Item #44674 [ALS] Surgeon General of the Revolutionary Army who recorded his sufferings at Valley Forge needs help with his Well. Connecticut, A. Waldo, Albigence.

[ALS] Surgeon General of the Revolutionary Army who recorded his sufferings at Valley Forge needs help with his Well.

[Connecticut]: 1793. 1 sheet. 7 x 12 inches. Very good, extremities worn, small tears along folds, light soiling. Item #44674

November 18, 1793, signed by A. Waldo, to Mr. Phillip Richmond, of Killingly [Phillip Richmond (1771-1824) son of Abilene Cady and Phillip Richmond]. Waldo tells Richmond that, "Mr. Carpenter of Abington [a small village in Pomfret where Waldo had his practice], has brought us a great stone with a hole in it, to put over one of our wells. Now we cannot get this huge stone with a hole in it, over the well, and handsomely placed there, without your assistance. Mr. Carpenter promised my wife , that he would positively come on Fryday, this week, to assist in the business. Therefore I beseech you come & help him & take your pay..." Address on verso.

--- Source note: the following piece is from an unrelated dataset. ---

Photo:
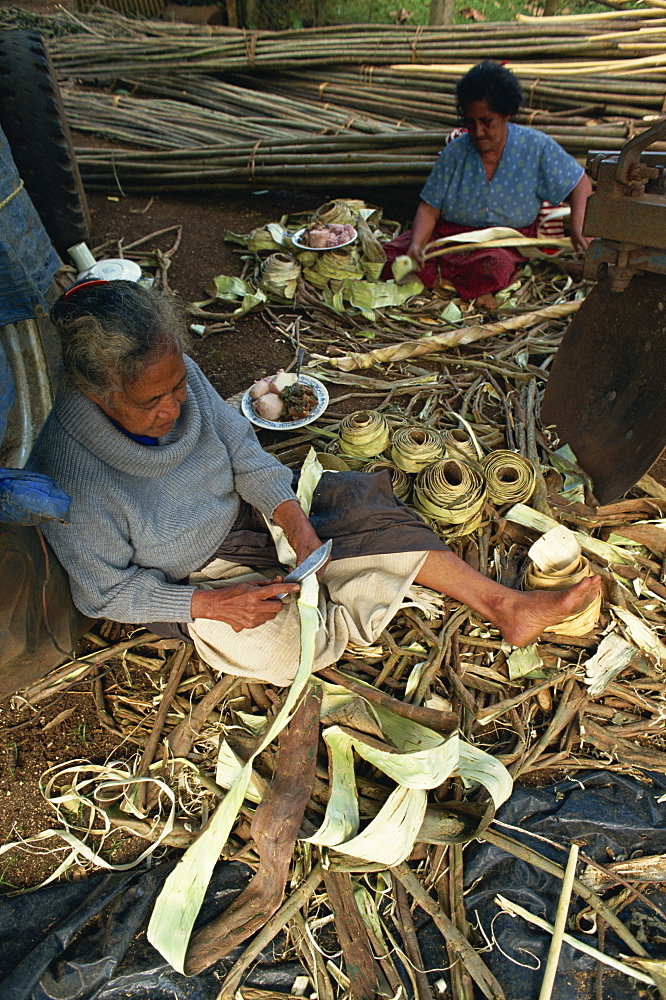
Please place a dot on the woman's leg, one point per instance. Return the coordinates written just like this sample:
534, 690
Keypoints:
520, 616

Albigence Waldo (1750-1794) "was a surgeon with the Continental Army during the American Revolutionary War. He practiced medicine in Pomfret, Connecticut, and was a founder of the Medical Society of Windham County, Connecticut. He studied medicine under John Spalding of Canterbury, Connecticut. After the commencement of hostilities with Great Britain, he served as a clerk before he was commissioned as surgeon's mate of the 8th Connecticut Regiment in 1775; he was discharged a year later due to poor health, and he was appointed chief surgeon on the armed ship Oliver Cromwell in 1776. In 1777, he was commissioned as surgeon of the 1st Connecticut Infantry Regiment. He resigned his commission in 1779, again due to his health. Waldo subsequently returned to his hometown of Pomfret and established his practice. Waldo's regiment joined the main Continental Army in the fall of 1777, and he kept a detailed diary of his life as an army surgeon and conditions of the soldiers during the winter of 1777 to 1778 at Valley Forge, Pennsylvania, which was published in The Historical Magazine in 1861." (See Albigence Waldo papers, 1768-1793 in the Francis A. Countway Library of Medicine. Online at Colonial North America at Harvard Library, colonialnorthamerica.library.harvard. edu /spotlight /cna /catalog /990006035590203941 and "Valley Forge, 1777-1778. Diary of Surgeon Albigence Waldo, of the Connecticut Line" in The Pennsylvania Magazine of History and Biography, Vol. 21, No. 3 (1897), pp. 299-323.)

Signed documents by Waldo are exceedingly rare. We could locate only two at auction.